The classifier task gets as far as printing these messages in /var/lib/paperless/log/paperless.log:

[2023-06-29 15:05:01,974] [DEBUG] [paperless.classifier] Gathering data from database...
[2023-06-29 15:05:02,341] [DEBUG] [paperless.classifier] 91 documents, 16 tag(s), 38 correspondent(s), 9 document type(s). 0 storage path(es)
[2023-06-29 15:05:02,341] [DEBUG] [paperless.classifier] Vectorizing data...
[2023-06-29 15:05:05,693] [DEBUG] [paperless.classifier] Training tags classifier...
[2023-06-29 15:05:23,120] [DEBUG] [paperless.classifier] Training correspondent classifier...

and then it gets stuck.

That last message comes from this spot in the code: https://github.com/paperless-ngx/paperless-ngx/blob/7a464d8a6eff11bcd0100330cb1687da50e196e6/src/documents/classifier.py#L279

@benley
Copy link
Member Author

benley commented Jun 29, 2023

...which means it's not even getting stuck on the first call to MLPClassifier().fit(), as the tags classifier finishes.

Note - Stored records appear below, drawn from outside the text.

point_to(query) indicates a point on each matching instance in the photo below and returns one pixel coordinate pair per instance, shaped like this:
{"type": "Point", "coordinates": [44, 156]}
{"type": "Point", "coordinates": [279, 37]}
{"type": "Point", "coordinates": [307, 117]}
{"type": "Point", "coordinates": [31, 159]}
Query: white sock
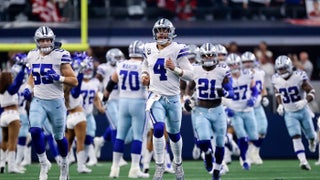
{"type": "Point", "coordinates": [116, 156]}
{"type": "Point", "coordinates": [81, 159]}
{"type": "Point", "coordinates": [90, 152]}
{"type": "Point", "coordinates": [135, 159]}
{"type": "Point", "coordinates": [20, 153]}
{"type": "Point", "coordinates": [147, 159]}
{"type": "Point", "coordinates": [42, 157]}
{"type": "Point", "coordinates": [298, 146]}
{"type": "Point", "coordinates": [176, 148]}
{"type": "Point", "coordinates": [158, 148]}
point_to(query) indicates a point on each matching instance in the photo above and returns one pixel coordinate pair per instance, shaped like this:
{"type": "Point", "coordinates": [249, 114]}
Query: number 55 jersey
{"type": "Point", "coordinates": [40, 65]}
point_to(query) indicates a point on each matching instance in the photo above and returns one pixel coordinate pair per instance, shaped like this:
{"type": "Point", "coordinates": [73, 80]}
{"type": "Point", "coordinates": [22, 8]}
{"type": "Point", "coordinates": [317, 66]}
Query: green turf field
{"type": "Point", "coordinates": [194, 170]}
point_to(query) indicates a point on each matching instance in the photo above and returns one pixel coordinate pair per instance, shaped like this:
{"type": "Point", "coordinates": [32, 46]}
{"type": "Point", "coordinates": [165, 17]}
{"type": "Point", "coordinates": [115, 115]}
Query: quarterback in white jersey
{"type": "Point", "coordinates": [166, 62]}
{"type": "Point", "coordinates": [240, 108]}
{"type": "Point", "coordinates": [132, 98]}
{"type": "Point", "coordinates": [50, 69]}
{"type": "Point", "coordinates": [212, 81]}
{"type": "Point", "coordinates": [293, 93]}
{"type": "Point", "coordinates": [248, 60]}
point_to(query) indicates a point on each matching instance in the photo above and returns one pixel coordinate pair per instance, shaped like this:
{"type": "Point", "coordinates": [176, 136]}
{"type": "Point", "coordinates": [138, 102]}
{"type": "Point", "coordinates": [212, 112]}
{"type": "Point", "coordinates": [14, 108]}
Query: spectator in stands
{"type": "Point", "coordinates": [263, 50]}
{"type": "Point", "coordinates": [186, 9]}
{"type": "Point", "coordinates": [239, 9]}
{"type": "Point", "coordinates": [159, 8]}
{"type": "Point", "coordinates": [315, 12]}
{"type": "Point", "coordinates": [233, 48]}
{"type": "Point", "coordinates": [257, 8]}
{"type": "Point", "coordinates": [47, 11]}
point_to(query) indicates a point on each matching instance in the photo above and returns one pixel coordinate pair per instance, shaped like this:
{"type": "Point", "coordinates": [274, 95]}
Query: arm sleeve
{"type": "Point", "coordinates": [254, 91]}
{"type": "Point", "coordinates": [14, 87]}
{"type": "Point", "coordinates": [75, 92]}
{"type": "Point", "coordinates": [187, 68]}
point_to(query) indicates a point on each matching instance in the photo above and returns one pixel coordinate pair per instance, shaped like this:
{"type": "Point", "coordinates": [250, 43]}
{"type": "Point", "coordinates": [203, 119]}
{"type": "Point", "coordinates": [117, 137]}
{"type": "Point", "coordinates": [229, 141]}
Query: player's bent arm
{"type": "Point", "coordinates": [307, 87]}
{"type": "Point", "coordinates": [68, 74]}
{"type": "Point", "coordinates": [186, 70]}
{"type": "Point", "coordinates": [98, 104]}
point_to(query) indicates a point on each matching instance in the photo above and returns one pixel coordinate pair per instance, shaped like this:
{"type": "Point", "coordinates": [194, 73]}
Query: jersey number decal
{"type": "Point", "coordinates": [238, 91]}
{"type": "Point", "coordinates": [39, 70]}
{"type": "Point", "coordinates": [88, 94]}
{"type": "Point", "coordinates": [133, 80]}
{"type": "Point", "coordinates": [206, 88]}
{"type": "Point", "coordinates": [290, 94]}
{"type": "Point", "coordinates": [158, 68]}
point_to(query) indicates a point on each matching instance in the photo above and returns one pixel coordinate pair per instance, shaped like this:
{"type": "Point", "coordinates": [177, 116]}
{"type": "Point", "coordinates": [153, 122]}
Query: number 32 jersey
{"type": "Point", "coordinates": [40, 65]}
{"type": "Point", "coordinates": [162, 80]}
{"type": "Point", "coordinates": [291, 89]}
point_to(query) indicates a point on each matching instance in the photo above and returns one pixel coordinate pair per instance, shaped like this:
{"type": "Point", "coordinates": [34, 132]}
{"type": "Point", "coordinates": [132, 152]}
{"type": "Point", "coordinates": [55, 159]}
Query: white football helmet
{"type": "Point", "coordinates": [44, 32]}
{"type": "Point", "coordinates": [283, 65]}
{"type": "Point", "coordinates": [234, 62]}
{"type": "Point", "coordinates": [161, 25]}
{"type": "Point", "coordinates": [114, 55]}
{"type": "Point", "coordinates": [248, 59]}
{"type": "Point", "coordinates": [208, 55]}
{"type": "Point", "coordinates": [194, 53]}
{"type": "Point", "coordinates": [136, 49]}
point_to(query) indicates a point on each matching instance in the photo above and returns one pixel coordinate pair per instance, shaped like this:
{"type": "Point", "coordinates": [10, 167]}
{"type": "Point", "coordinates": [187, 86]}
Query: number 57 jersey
{"type": "Point", "coordinates": [40, 65]}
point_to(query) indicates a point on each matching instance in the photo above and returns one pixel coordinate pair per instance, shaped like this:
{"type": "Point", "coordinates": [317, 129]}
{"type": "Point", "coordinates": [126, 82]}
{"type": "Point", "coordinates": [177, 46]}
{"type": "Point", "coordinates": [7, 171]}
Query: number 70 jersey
{"type": "Point", "coordinates": [162, 80]}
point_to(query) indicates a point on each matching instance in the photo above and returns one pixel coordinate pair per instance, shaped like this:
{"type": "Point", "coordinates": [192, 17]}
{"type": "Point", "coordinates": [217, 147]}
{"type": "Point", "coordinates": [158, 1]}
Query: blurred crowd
{"type": "Point", "coordinates": [64, 10]}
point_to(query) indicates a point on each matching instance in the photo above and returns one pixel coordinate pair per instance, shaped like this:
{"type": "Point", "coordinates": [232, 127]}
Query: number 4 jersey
{"type": "Point", "coordinates": [40, 65]}
{"type": "Point", "coordinates": [291, 89]}
{"type": "Point", "coordinates": [162, 80]}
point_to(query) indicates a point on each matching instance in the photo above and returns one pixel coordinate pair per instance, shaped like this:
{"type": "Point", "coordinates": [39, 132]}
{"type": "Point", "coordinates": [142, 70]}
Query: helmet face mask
{"type": "Point", "coordinates": [248, 60]}
{"type": "Point", "coordinates": [234, 63]}
{"type": "Point", "coordinates": [136, 49]}
{"type": "Point", "coordinates": [221, 52]}
{"type": "Point", "coordinates": [208, 55]}
{"type": "Point", "coordinates": [44, 38]}
{"type": "Point", "coordinates": [163, 31]}
{"type": "Point", "coordinates": [114, 55]}
{"type": "Point", "coordinates": [284, 67]}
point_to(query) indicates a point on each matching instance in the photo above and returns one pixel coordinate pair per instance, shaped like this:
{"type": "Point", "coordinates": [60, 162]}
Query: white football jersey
{"type": "Point", "coordinates": [6, 99]}
{"type": "Point", "coordinates": [74, 102]}
{"type": "Point", "coordinates": [208, 81]}
{"type": "Point", "coordinates": [40, 65]}
{"type": "Point", "coordinates": [89, 90]}
{"type": "Point", "coordinates": [242, 92]}
{"type": "Point", "coordinates": [106, 70]}
{"type": "Point", "coordinates": [21, 100]}
{"type": "Point", "coordinates": [130, 85]}
{"type": "Point", "coordinates": [291, 89]}
{"type": "Point", "coordinates": [162, 80]}
{"type": "Point", "coordinates": [258, 77]}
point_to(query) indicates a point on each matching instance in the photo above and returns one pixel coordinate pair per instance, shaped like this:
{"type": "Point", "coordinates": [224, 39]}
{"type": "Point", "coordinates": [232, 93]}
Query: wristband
{"type": "Point", "coordinates": [62, 78]}
{"type": "Point", "coordinates": [178, 71]}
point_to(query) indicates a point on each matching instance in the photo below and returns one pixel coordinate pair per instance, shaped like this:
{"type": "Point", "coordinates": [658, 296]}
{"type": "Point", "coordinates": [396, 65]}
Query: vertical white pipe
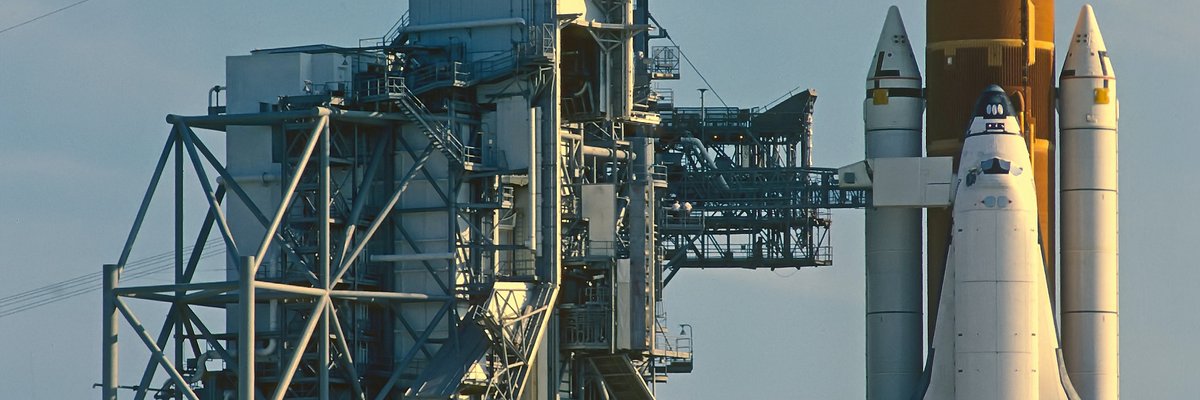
{"type": "Point", "coordinates": [1089, 112]}
{"type": "Point", "coordinates": [892, 113]}
{"type": "Point", "coordinates": [108, 346]}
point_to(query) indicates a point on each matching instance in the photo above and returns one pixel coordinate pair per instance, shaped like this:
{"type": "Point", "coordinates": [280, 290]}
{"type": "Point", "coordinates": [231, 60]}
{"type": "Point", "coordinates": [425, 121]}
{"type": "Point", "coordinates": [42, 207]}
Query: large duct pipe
{"type": "Point", "coordinates": [973, 45]}
{"type": "Point", "coordinates": [1089, 113]}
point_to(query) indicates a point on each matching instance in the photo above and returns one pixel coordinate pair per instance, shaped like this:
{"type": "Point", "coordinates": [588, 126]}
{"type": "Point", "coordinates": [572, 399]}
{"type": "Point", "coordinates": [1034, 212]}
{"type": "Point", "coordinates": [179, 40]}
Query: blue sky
{"type": "Point", "coordinates": [83, 95]}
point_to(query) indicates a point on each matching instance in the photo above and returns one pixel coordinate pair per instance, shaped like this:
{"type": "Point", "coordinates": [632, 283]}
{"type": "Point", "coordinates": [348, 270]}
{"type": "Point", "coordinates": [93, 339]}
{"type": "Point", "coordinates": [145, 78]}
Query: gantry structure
{"type": "Point", "coordinates": [484, 203]}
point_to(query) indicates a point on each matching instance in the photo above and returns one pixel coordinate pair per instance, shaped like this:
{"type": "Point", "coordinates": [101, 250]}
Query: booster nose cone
{"type": "Point", "coordinates": [994, 103]}
{"type": "Point", "coordinates": [1087, 55]}
{"type": "Point", "coordinates": [894, 64]}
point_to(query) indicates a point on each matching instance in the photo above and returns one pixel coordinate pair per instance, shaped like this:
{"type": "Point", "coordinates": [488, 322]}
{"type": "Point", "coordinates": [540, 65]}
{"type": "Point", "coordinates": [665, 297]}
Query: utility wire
{"type": "Point", "coordinates": [96, 276]}
{"type": "Point", "coordinates": [84, 284]}
{"type": "Point", "coordinates": [697, 71]}
{"type": "Point", "coordinates": [42, 16]}
{"type": "Point", "coordinates": [61, 296]}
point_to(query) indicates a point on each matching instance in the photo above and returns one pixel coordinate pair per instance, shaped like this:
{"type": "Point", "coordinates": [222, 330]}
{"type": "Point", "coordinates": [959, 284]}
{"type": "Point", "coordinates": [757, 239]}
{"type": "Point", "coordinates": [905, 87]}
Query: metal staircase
{"type": "Point", "coordinates": [438, 135]}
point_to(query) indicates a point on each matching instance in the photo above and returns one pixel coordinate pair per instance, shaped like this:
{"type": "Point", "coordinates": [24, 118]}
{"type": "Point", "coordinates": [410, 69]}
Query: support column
{"type": "Point", "coordinates": [246, 330]}
{"type": "Point", "coordinates": [108, 345]}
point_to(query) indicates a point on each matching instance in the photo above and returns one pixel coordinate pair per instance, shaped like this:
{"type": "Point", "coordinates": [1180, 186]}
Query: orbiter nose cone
{"type": "Point", "coordinates": [893, 54]}
{"type": "Point", "coordinates": [994, 103]}
{"type": "Point", "coordinates": [1087, 55]}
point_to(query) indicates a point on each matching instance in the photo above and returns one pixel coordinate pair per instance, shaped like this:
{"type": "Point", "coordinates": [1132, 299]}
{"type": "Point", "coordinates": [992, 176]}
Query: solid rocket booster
{"type": "Point", "coordinates": [892, 113]}
{"type": "Point", "coordinates": [995, 336]}
{"type": "Point", "coordinates": [1089, 112]}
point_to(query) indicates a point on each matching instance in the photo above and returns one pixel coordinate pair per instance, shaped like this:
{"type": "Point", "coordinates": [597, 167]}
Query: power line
{"type": "Point", "coordinates": [42, 16]}
{"type": "Point", "coordinates": [697, 71]}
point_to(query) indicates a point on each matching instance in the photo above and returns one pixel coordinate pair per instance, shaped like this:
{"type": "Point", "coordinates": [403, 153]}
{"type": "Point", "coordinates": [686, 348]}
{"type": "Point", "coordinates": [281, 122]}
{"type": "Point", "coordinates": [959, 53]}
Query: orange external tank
{"type": "Point", "coordinates": [972, 45]}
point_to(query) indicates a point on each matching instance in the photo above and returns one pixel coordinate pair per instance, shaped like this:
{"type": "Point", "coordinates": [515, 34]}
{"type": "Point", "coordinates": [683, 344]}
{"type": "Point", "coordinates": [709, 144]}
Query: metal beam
{"type": "Point", "coordinates": [247, 328]}
{"type": "Point", "coordinates": [289, 369]}
{"type": "Point", "coordinates": [155, 350]}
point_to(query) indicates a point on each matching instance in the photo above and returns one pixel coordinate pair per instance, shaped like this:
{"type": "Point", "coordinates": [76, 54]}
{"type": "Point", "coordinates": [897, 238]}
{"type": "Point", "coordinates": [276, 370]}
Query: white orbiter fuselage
{"type": "Point", "coordinates": [995, 335]}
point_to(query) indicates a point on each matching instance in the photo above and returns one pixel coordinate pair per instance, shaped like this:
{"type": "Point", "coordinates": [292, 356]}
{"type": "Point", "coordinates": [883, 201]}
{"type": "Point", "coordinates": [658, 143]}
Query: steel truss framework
{"type": "Point", "coordinates": [743, 191]}
{"type": "Point", "coordinates": [331, 294]}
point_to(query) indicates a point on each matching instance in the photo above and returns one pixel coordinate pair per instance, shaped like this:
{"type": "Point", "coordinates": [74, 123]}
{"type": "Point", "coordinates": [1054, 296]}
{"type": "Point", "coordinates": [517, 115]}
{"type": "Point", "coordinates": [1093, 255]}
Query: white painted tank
{"type": "Point", "coordinates": [892, 114]}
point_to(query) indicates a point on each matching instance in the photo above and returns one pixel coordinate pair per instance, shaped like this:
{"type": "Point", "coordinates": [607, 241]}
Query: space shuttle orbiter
{"type": "Point", "coordinates": [995, 335]}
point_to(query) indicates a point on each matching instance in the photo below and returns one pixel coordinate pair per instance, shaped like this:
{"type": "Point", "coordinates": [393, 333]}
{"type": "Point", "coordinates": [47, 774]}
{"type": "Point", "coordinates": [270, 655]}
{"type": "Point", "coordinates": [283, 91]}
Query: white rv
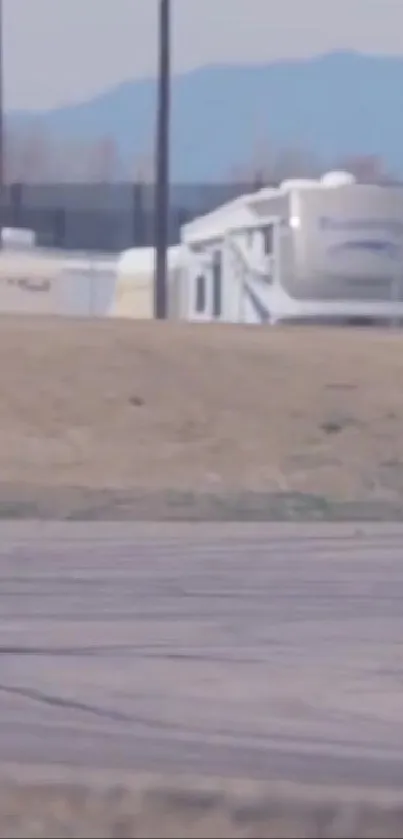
{"type": "Point", "coordinates": [309, 250]}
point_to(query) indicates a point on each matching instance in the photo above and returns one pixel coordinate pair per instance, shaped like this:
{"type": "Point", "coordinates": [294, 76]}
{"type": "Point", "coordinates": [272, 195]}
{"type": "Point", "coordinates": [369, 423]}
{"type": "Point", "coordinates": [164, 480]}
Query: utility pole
{"type": "Point", "coordinates": [2, 138]}
{"type": "Point", "coordinates": [162, 161]}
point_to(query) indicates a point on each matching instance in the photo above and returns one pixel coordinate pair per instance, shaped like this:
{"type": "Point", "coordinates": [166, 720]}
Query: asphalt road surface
{"type": "Point", "coordinates": [267, 651]}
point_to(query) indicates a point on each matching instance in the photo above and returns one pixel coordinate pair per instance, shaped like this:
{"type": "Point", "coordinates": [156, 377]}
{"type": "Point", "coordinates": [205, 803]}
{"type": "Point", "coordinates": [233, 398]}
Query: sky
{"type": "Point", "coordinates": [61, 51]}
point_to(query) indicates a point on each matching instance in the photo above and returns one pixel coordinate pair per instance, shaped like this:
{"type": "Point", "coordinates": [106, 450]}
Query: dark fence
{"type": "Point", "coordinates": [105, 217]}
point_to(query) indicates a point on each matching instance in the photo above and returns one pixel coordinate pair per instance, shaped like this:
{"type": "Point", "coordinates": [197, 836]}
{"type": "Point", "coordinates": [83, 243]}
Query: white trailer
{"type": "Point", "coordinates": [329, 250]}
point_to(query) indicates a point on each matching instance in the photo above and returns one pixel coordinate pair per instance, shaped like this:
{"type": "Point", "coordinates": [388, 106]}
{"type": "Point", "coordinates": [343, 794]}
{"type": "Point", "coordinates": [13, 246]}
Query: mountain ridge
{"type": "Point", "coordinates": [330, 105]}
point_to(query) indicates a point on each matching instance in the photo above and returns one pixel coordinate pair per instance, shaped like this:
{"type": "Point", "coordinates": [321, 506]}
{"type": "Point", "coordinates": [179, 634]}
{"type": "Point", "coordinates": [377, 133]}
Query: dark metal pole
{"type": "Point", "coordinates": [162, 161]}
{"type": "Point", "coordinates": [2, 138]}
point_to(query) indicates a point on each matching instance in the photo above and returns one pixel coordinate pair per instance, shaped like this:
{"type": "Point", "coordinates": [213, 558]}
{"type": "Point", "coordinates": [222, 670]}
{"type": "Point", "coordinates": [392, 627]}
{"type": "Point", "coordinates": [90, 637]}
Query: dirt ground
{"type": "Point", "coordinates": [105, 417]}
{"type": "Point", "coordinates": [151, 807]}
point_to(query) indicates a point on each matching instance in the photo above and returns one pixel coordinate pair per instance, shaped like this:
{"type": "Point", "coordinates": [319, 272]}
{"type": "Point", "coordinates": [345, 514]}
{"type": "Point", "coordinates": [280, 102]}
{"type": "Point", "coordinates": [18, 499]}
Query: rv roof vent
{"type": "Point", "coordinates": [298, 183]}
{"type": "Point", "coordinates": [338, 179]}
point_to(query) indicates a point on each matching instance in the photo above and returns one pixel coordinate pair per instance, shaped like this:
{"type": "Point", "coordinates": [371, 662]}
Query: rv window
{"type": "Point", "coordinates": [268, 240]}
{"type": "Point", "coordinates": [217, 276]}
{"type": "Point", "coordinates": [200, 293]}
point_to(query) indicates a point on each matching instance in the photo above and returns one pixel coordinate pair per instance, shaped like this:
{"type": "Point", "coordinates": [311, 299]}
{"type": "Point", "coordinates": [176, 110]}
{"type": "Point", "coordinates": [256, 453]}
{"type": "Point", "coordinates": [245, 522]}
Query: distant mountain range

It's the second one.

@ryane
Copy link
Contributor

ryane commented Oct 16, 2023

I'm seeing the same behavior. The only difference is I am getting stuck at the tags classifier.

[2023-10-16 06:10:12,745] [DEBUG] [paperless.classifier] Gathering data from database...
[2023-10-16 06:10:13,159] [DEBUG] [paperless.classifier] 309 documents, 14 tag(s), 1 correspondent(s), 0 document type(s). 1 storage path(es)
[2023-10-16 06:10:13,160] [DEBUG] [paperless.classifier] Vectorizing data...
[2023-10-16 06:10:13,961] [DEBUG] [paperless.classifier] Training tags classifier...

It hangs forever here, pegging a single core.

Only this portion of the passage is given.